According to reports, Ukraine and Romania signed an agreement on August 18 to work together to boost Kyiv’s export of grain through Romania borders with the port of Constanta remaining a key transport route for getting Ukraine’s goods to the international market.

The two countries discussed ways to double the war-torn nation's key grain exports, and improve infrastructure for transportation across river, rail, road and sea, including at border crossings. The hope is that Romania can transport more than 60% of Ukraine's grain exports.

The two countries met amid weeks of Russian strikes on Ukraine's grain storage and port facilities along the Danube River. Because of the attacks and Russia's de-facto blockade of the Black Sea, Ukraine has been looking for alternative export routes.

In a separate report from Reuters, Ukraine is considering using its newly-tested wartime Black Sea export corridor for grain shipments after the first successful evacuation of a vessel along the route last week, a senior agricultural official said on August 21.

In response, Ukraine announced a "humanitarian corridor" hugging the western Black Sea coast near Romania and Bulgaria. A Hong Kong-flagged container ship stuck in Odesa port since the invasion traveled the route last week without being fired upon.

Russia negotiating new grain deal with Türkiye and Qatar

At the same time, Russia, Türkiye and Qatar are preparing a new agreement on grain exports directed primarily at African countries.
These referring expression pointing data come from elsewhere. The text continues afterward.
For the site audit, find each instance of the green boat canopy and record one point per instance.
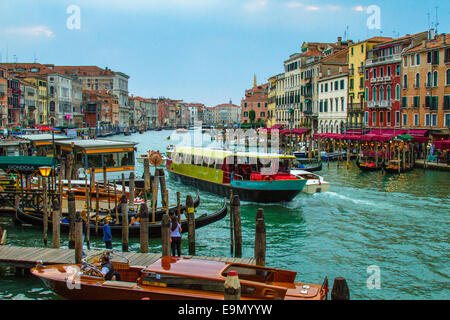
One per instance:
(25, 164)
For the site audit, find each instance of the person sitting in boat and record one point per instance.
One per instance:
(108, 269)
(124, 160)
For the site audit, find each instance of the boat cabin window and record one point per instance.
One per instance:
(110, 160)
(180, 282)
(251, 273)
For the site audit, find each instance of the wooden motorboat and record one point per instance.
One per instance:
(315, 183)
(173, 278)
(133, 229)
(392, 167)
(369, 165)
(307, 164)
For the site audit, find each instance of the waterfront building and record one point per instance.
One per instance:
(333, 60)
(227, 114)
(383, 81)
(98, 79)
(271, 101)
(255, 100)
(14, 94)
(332, 97)
(280, 113)
(426, 78)
(3, 97)
(357, 54)
(42, 103)
(28, 115)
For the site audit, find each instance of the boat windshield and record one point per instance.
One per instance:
(251, 273)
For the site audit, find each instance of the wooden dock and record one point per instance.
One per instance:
(27, 257)
(432, 165)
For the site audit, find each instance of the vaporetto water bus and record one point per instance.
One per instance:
(254, 176)
(116, 156)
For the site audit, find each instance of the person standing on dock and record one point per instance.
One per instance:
(175, 236)
(107, 236)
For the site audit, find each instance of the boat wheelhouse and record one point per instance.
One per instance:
(116, 156)
(171, 278)
(253, 176)
(42, 144)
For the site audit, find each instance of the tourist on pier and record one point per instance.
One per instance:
(107, 236)
(175, 236)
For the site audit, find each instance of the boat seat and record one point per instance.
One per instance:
(120, 265)
(119, 284)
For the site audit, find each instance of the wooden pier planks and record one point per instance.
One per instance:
(26, 257)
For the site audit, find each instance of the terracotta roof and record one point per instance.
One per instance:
(432, 44)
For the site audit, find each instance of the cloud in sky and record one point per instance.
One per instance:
(32, 31)
(255, 5)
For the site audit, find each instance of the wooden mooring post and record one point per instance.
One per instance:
(162, 182)
(72, 210)
(124, 209)
(231, 223)
(237, 226)
(56, 224)
(165, 235)
(191, 224)
(45, 213)
(260, 238)
(78, 238)
(143, 234)
(131, 190)
(232, 286)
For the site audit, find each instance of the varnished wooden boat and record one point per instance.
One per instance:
(134, 230)
(365, 167)
(173, 278)
(392, 167)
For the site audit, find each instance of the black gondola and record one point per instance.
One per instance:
(363, 167)
(307, 165)
(134, 230)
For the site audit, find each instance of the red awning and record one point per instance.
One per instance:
(294, 131)
(443, 144)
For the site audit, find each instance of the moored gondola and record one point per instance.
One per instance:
(134, 229)
(369, 166)
(392, 167)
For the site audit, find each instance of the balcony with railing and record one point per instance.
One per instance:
(379, 104)
(383, 60)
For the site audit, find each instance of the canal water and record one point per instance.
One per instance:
(388, 235)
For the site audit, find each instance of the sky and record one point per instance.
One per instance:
(204, 51)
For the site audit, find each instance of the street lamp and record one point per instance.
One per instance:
(45, 172)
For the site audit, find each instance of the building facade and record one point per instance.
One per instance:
(383, 81)
(333, 103)
(426, 93)
(255, 100)
(357, 55)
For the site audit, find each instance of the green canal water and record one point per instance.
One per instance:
(398, 223)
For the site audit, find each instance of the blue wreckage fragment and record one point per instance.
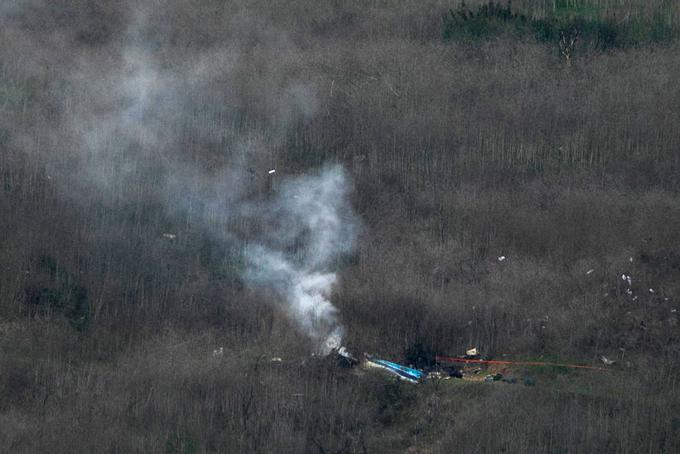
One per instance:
(403, 372)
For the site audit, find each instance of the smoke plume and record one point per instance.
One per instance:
(143, 114)
(310, 226)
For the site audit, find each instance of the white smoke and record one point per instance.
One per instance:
(309, 226)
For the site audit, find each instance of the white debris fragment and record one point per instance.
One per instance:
(607, 361)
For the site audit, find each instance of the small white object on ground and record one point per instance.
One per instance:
(607, 361)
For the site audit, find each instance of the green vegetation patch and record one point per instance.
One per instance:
(566, 25)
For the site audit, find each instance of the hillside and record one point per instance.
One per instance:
(404, 178)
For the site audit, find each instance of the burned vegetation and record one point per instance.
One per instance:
(339, 227)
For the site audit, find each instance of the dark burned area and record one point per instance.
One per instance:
(304, 226)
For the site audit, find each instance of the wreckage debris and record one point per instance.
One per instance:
(402, 372)
(606, 361)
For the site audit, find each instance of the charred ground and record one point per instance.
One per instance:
(548, 134)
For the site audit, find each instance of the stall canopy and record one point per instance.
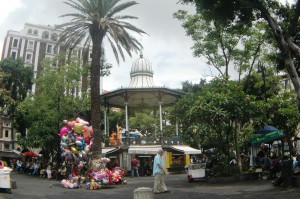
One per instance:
(9, 154)
(186, 150)
(265, 129)
(144, 149)
(109, 150)
(267, 137)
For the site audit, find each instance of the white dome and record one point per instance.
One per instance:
(141, 74)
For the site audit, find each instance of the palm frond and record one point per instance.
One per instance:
(120, 8)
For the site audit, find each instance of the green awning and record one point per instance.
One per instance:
(274, 135)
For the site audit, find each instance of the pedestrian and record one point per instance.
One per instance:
(158, 172)
(134, 167)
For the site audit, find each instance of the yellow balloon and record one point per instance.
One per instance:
(78, 127)
(74, 150)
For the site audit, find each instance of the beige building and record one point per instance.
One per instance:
(8, 139)
(34, 43)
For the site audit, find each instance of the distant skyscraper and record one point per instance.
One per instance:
(34, 43)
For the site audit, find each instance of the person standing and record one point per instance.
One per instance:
(158, 172)
(134, 167)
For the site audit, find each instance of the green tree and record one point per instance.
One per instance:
(224, 45)
(95, 20)
(39, 117)
(282, 20)
(216, 118)
(15, 83)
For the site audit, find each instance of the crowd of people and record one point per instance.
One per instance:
(49, 170)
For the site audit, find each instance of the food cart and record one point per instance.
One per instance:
(196, 171)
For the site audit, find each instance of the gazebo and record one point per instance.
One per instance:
(141, 92)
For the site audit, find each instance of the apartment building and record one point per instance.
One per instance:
(34, 43)
(8, 139)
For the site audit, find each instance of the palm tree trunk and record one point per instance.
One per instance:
(96, 148)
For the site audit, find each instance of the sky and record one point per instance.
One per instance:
(166, 46)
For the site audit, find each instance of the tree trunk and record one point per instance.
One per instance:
(237, 148)
(97, 39)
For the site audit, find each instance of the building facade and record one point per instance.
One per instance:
(34, 43)
(8, 139)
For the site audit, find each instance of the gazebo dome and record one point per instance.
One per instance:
(141, 74)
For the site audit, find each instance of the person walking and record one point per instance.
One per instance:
(134, 167)
(158, 172)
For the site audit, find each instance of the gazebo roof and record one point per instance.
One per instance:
(140, 97)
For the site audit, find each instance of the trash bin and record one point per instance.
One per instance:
(5, 179)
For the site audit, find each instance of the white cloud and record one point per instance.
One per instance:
(167, 47)
(7, 7)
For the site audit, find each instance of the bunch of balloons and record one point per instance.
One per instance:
(107, 176)
(76, 141)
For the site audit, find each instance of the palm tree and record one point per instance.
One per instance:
(94, 21)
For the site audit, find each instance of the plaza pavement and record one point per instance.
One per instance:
(29, 187)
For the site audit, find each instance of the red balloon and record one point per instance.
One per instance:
(63, 131)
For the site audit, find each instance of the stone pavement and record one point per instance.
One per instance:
(40, 188)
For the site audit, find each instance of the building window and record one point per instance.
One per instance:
(30, 45)
(54, 37)
(45, 35)
(28, 57)
(14, 54)
(6, 147)
(6, 133)
(15, 43)
(49, 48)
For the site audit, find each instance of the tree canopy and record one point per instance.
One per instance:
(93, 21)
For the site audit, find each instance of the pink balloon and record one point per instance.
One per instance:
(63, 131)
(70, 124)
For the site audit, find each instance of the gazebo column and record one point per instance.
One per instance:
(126, 116)
(176, 128)
(160, 118)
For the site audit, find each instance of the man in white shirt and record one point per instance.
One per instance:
(158, 172)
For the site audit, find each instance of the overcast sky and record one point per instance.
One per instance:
(166, 46)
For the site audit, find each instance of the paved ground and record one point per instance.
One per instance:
(40, 188)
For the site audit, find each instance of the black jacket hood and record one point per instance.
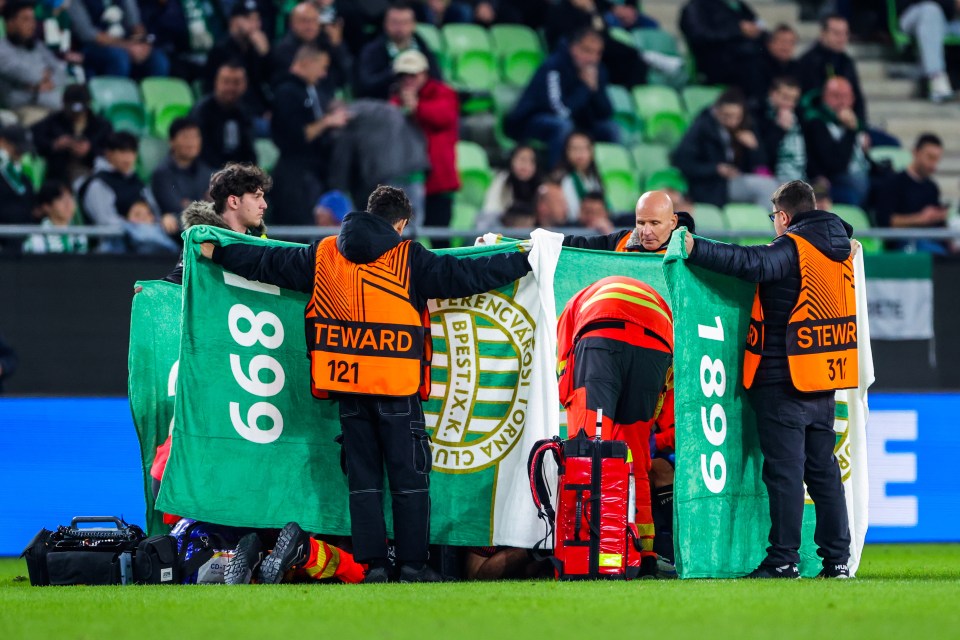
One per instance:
(364, 237)
(824, 230)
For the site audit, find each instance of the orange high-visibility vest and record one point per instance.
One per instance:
(822, 328)
(364, 334)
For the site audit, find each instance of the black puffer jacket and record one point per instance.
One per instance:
(775, 267)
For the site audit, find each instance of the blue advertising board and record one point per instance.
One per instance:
(64, 457)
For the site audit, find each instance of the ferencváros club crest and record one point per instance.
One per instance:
(482, 361)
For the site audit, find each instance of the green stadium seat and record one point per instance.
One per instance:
(651, 100)
(708, 218)
(517, 68)
(510, 38)
(665, 129)
(749, 217)
(35, 167)
(165, 100)
(699, 97)
(859, 220)
(669, 178)
(475, 174)
(267, 153)
(624, 111)
(655, 40)
(649, 158)
(899, 157)
(151, 153)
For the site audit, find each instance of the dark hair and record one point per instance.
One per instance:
(50, 191)
(794, 197)
(927, 138)
(180, 124)
(120, 141)
(390, 203)
(12, 9)
(825, 20)
(236, 180)
(784, 81)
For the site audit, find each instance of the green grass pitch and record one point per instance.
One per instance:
(904, 592)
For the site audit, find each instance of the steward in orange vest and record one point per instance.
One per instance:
(801, 346)
(615, 346)
(655, 221)
(367, 334)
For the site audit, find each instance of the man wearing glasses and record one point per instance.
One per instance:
(801, 348)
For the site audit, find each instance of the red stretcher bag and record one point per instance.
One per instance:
(593, 530)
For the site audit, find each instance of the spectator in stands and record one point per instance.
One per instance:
(721, 155)
(71, 138)
(827, 58)
(837, 144)
(911, 198)
(577, 172)
(434, 107)
(517, 184)
(143, 234)
(780, 131)
(568, 92)
(551, 206)
(778, 59)
(622, 61)
(8, 362)
(246, 44)
(302, 124)
(375, 67)
(31, 77)
(628, 14)
(726, 40)
(226, 127)
(55, 202)
(928, 22)
(114, 41)
(441, 12)
(108, 195)
(16, 190)
(593, 213)
(308, 25)
(182, 177)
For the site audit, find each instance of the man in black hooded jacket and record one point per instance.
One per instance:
(795, 427)
(369, 342)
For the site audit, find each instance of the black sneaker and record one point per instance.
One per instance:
(292, 552)
(841, 571)
(246, 557)
(376, 575)
(788, 571)
(422, 574)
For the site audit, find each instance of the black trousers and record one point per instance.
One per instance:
(380, 430)
(797, 441)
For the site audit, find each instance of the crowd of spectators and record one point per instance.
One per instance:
(351, 95)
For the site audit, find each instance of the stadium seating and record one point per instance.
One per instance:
(150, 154)
(666, 129)
(859, 220)
(899, 157)
(625, 111)
(698, 97)
(165, 100)
(267, 153)
(475, 174)
(650, 158)
(709, 218)
(749, 217)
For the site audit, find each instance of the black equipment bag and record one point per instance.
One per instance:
(91, 555)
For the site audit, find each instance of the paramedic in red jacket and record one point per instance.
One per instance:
(615, 345)
(435, 108)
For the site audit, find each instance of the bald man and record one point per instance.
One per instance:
(656, 220)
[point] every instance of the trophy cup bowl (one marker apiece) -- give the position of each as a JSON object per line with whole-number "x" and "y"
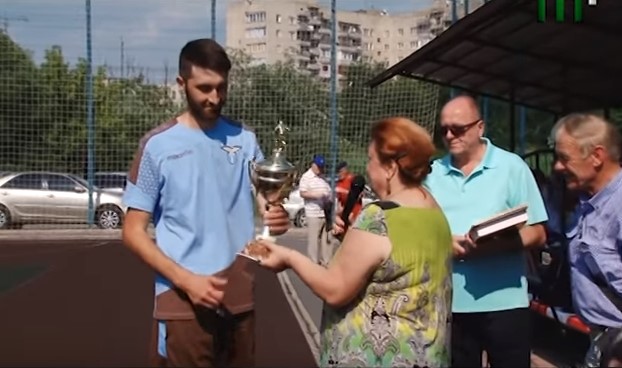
{"x": 274, "y": 177}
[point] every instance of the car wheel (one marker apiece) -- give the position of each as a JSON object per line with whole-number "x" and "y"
{"x": 301, "y": 219}
{"x": 109, "y": 217}
{"x": 5, "y": 218}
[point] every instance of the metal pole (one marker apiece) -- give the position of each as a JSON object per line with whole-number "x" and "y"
{"x": 334, "y": 118}
{"x": 522, "y": 129}
{"x": 90, "y": 123}
{"x": 512, "y": 123}
{"x": 213, "y": 20}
The emerging deal puts Türkiye in charge of the agreement's organization, while Qatar will be the chief financial backer. Türkiye was a key negotiator in the original Black Sea Grain Initiative that Russia abandoned in July.

According to several reports, Türkiye is still urging Russia to reconsider the decision to withdraw from the former grain agreement which would operate under the United Nations.

The new deal between Türkiye and Qatar could be finalized by the weekend.

The ramifications of such a deal could be profound for Kyiv, according to Ukrainian media outlets. If realized, the new agreement might allow Russia export grain from temporarily occupied Ukrainian territories while restricting Ukraine’s ability to target Russian ships in the Black Sea.